Being a follower of Rabbi Menachem Mendel Schneerson of Chabad-Lubavitch, he went to help Jews in the Soviet Union assisting Chabad's shluchim (propagators) network. Deeply involved in the future of the Jews in the former Soviet Union, Steinsaltz serves as the region's Duchovny Ravin (Spiritual Rabbi), a historic Russian title which indicates that he is the spiritual mentor of Russian Jewry. In this capacity, Steinsaltz travelled to Russia and the Republics once each month from his home in Jerusalem. During his time in the former Soviet Union, he founded the Jewish University, both in Moscow and Saint Petersburg. The Jewish University is the first degree-granting institution of Jewish studies in the former Soviet Union.

Steinsaltz has taken a cautious approach to interfaith dialogues. During a visit of a delegation of Roman Catholic cardinals in Manhattan in January 2004, he said that, "You do not have to raise over-expectations of a meeting, as it doesn't signify in itself a breakthrough; however, the opportunity for cardinals and rabbis to speak face to face is valuable. It's part of a process in which we can talk to each other in a friendly way", and called for "a theological dialogue that asks the tough questions, such as whether Catholicism allows for Jews to enter eternal paradise".

Steinsaltz and his wife live in Jerusalem, and have three children and more than ten grandchildren. His son, Rabbi Menachem Even-Israel, is the Executive Director of Shefa - Rabbi Steinsaltz's umbrella organization, located in the Steinsaltz Center in the Nachlaot neighborhood of Jerusalem.

Head of the new Sanhedrin

Rabbi Steinsaltz accepted the position as Nasi (President) of the 2004 attempt to revive the Sanhedrin. In 2008, he resigned from this position due to differences of opinion.

As a speaker

Steinsaltz is a popular University and radio commentator. He has been invited to speak at the Aspen Institute for Humanistic Studies at Yale University in 1979. In Jerusalem, he gives evening seminars, which, according to Newsweek, usually last till 2 in the morning, and have attracted prominent politicians, such as the former Prime Minister Levi Eshkol and former Finance Minister Pinhas Sapir.

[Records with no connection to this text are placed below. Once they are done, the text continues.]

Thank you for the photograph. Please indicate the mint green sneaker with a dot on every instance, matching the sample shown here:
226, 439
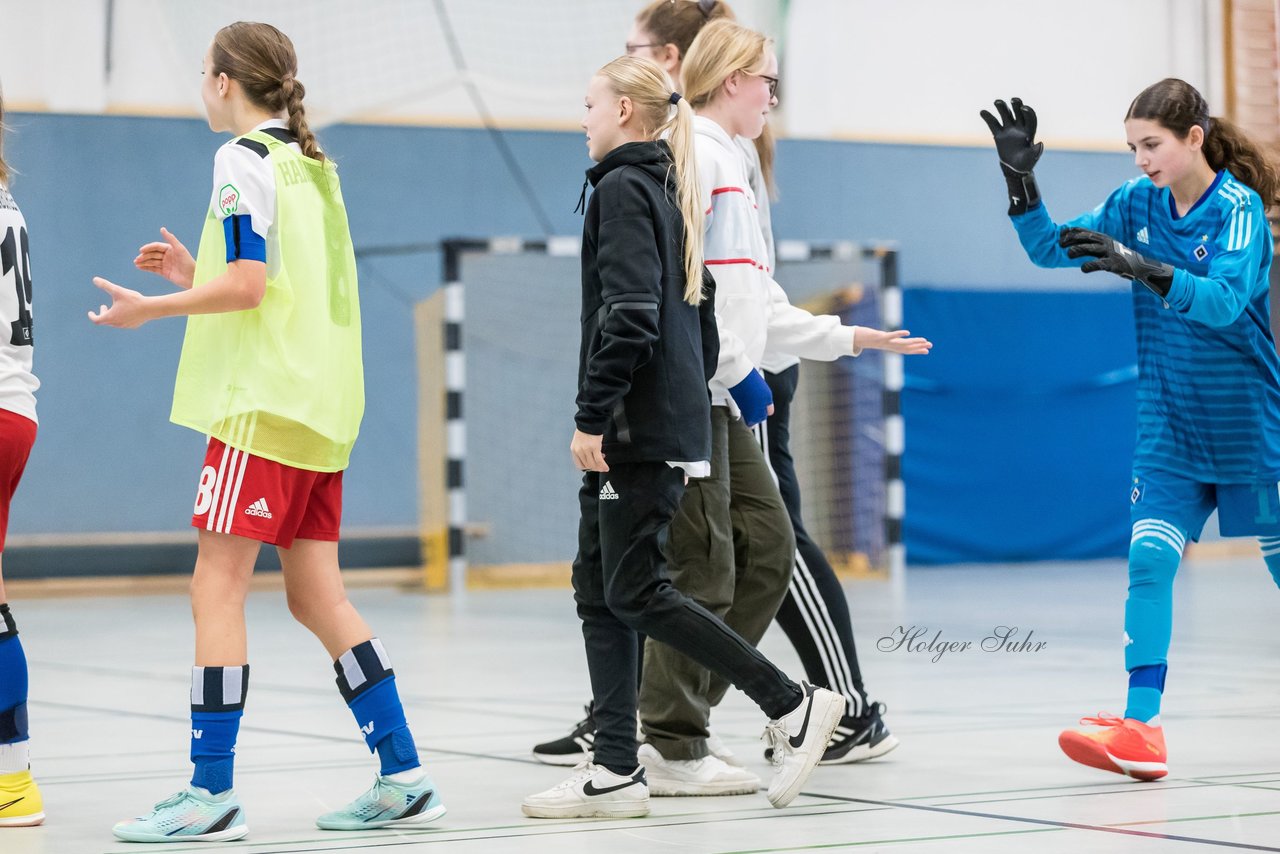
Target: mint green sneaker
388, 804
188, 816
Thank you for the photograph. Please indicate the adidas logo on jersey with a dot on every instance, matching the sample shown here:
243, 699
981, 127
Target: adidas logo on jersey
259, 508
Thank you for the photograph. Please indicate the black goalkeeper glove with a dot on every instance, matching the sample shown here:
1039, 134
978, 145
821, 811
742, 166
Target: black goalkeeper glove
1116, 257
1018, 150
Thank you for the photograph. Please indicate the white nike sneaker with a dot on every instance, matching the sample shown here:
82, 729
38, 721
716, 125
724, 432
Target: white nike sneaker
705, 776
721, 750
593, 791
799, 739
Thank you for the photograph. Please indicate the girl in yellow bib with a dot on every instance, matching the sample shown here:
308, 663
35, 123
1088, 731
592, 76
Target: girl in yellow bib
272, 371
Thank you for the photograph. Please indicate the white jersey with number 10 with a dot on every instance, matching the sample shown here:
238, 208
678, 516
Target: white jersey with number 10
17, 383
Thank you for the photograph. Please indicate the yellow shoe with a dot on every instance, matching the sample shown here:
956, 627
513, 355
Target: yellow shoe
21, 804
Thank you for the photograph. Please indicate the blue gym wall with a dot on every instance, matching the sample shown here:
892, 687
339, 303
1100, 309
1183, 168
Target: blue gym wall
94, 188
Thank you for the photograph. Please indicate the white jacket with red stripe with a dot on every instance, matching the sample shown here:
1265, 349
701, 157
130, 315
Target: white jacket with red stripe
752, 310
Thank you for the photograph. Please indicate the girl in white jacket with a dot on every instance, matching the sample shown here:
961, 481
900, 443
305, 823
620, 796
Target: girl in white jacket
731, 544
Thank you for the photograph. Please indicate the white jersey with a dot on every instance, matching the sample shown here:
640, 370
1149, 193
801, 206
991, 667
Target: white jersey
245, 185
17, 383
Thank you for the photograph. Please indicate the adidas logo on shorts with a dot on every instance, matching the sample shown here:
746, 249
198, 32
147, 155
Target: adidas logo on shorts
259, 508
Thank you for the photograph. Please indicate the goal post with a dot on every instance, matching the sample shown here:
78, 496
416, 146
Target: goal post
497, 369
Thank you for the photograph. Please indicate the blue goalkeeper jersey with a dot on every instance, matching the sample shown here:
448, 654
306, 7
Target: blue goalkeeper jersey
1208, 378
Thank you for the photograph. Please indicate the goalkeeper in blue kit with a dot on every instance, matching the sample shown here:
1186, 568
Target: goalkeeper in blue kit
1192, 236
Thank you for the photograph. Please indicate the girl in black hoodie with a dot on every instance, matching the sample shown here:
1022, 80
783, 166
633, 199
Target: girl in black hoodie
643, 427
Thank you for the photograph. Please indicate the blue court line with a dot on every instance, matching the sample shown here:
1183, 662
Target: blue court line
1047, 822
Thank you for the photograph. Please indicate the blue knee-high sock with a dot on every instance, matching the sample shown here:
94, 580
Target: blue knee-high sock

Awards and critical reception

Rabbi Steinsaltz has received many awards and prizes, among them the Israel Prize for Jewish studies in 1988.

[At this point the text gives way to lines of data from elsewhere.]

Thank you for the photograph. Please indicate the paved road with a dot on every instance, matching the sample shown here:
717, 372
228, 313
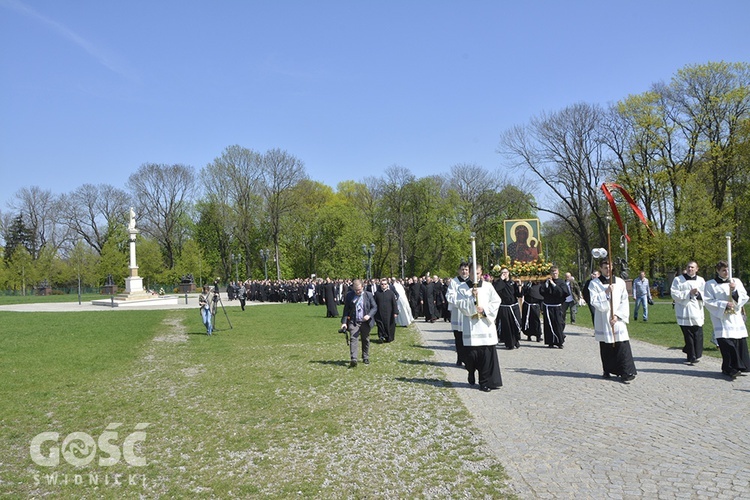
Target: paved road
562, 431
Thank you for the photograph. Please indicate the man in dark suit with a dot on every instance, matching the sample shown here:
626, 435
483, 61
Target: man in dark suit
358, 318
387, 312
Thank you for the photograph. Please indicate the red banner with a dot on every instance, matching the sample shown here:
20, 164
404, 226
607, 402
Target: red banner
606, 188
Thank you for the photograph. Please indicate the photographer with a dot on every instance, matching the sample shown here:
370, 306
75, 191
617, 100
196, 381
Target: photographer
204, 301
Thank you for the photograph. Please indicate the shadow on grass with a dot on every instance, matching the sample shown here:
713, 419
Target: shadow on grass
442, 364
331, 362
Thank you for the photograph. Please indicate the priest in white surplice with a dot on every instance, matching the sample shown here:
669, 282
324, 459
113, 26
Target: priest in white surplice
610, 329
479, 308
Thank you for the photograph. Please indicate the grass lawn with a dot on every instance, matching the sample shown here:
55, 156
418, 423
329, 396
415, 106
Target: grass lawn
661, 328
267, 409
47, 299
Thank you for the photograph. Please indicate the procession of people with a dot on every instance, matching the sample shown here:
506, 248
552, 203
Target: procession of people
498, 312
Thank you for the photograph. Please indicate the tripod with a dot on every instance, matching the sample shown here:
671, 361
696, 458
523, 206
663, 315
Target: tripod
217, 299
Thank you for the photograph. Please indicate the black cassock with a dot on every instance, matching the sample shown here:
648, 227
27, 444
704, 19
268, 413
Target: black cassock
385, 317
554, 294
429, 302
415, 292
509, 315
532, 325
329, 296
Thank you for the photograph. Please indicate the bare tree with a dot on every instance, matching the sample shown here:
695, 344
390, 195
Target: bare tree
39, 211
564, 151
233, 181
91, 211
163, 195
281, 173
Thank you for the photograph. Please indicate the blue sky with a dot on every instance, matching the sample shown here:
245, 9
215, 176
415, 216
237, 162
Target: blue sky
91, 90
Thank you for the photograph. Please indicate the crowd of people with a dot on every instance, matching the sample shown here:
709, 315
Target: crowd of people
499, 310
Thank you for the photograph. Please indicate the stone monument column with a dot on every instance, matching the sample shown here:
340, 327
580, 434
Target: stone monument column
133, 283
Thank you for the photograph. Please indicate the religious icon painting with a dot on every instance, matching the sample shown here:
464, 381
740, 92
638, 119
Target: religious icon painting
523, 239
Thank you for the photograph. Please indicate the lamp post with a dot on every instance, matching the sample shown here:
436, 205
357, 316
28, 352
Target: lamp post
369, 252
264, 255
497, 251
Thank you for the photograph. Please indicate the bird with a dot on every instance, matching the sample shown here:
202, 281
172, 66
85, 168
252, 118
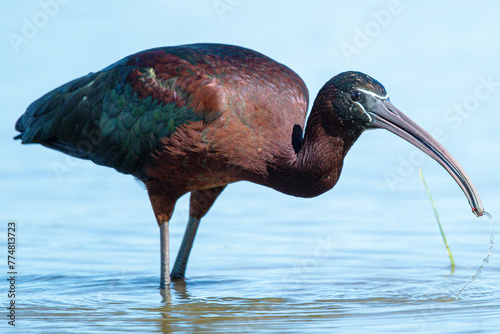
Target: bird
194, 118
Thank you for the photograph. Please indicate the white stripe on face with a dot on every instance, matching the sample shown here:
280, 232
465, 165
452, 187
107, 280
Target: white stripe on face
373, 94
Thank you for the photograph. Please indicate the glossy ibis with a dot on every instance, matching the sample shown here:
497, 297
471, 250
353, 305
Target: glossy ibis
195, 118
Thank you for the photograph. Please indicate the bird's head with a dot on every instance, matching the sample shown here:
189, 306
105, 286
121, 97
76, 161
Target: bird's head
359, 102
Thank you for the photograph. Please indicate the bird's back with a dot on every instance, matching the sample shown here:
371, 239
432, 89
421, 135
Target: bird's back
124, 115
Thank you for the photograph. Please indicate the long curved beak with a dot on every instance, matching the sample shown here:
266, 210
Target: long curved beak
385, 115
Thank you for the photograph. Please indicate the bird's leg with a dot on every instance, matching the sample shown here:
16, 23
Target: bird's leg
163, 207
200, 203
164, 256
179, 269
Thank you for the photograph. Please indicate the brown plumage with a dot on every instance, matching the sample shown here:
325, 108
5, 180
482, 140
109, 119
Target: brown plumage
195, 118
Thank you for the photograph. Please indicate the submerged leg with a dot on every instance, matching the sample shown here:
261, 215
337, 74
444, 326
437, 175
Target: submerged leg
164, 256
163, 207
200, 203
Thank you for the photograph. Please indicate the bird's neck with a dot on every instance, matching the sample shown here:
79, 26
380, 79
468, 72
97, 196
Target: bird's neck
316, 166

On 9 February 2012, Steinsaltz was honored by Israeli President Shimon Peres with Israel's first President's Prize for his scholarship in Talmud.

The Jewish Book Council named the Koren Talmud Bavli with commentary, translation, and notes by Rabbi Adin Steinsaltz, a 2012 National Jewish Book Award winner in the category of Modern Jewish Thought and Experience.

Academic criticism

Jacob Neusner's How Adin Steinsaltz Misrepresents the Talmud. Four False Propositions from his "Reference Guide" (1998) displays strong disagreement.

Talmudic researcher and lecturer Aharon Feldman penned a lengthy critical review of the Steinsaltz Talmud. Among many criticisms, he writes, "Specifically, the work is marred by an extraordinary number of inaccuracies stemming primarily from misreadings of the sources; it fails to explain those difficult passages which the reader would expect it to explain; and it confuses him with notes which are often irrelevant, incomprehensible, and contradictory." Feldman says he fears that, "An intelligent student utilizing the Steinsaltz Talmud as his personal instructor might in fact conclude that Talmud in general is not supposed to make sense." Furthermore, writes Feldman, the Steinsaltz Talmud gives off the impression that the Talmud is intellectually flabby, inconsistent, and often trivial.

Reception In the Haredi community

Steinsaltzs' works aroused fierce opposition in parts of the Orthodox Jewish world, with many leading rabbis such as Elazar Shach, Yosef Shalom Eliashiv, and Eliezer Waldenberg harshly condemning his Talmud and other books. Waldenberg wrote that that when the Steinsaltz Talmud was brought before him, he was "shocked" to see the way in which the Steinsaltz Talmud described the Patriarchs and Talmudic sages, as well as it's approach to the Oral Torah. Waldenberg further wrote that the Steinsaltz Talmud had the power to "poision the souls" of those who read it. Mordechai Gifter delivered a pointed lecture on the subject, criticizing Steinsaltz and his defenders in strong terms.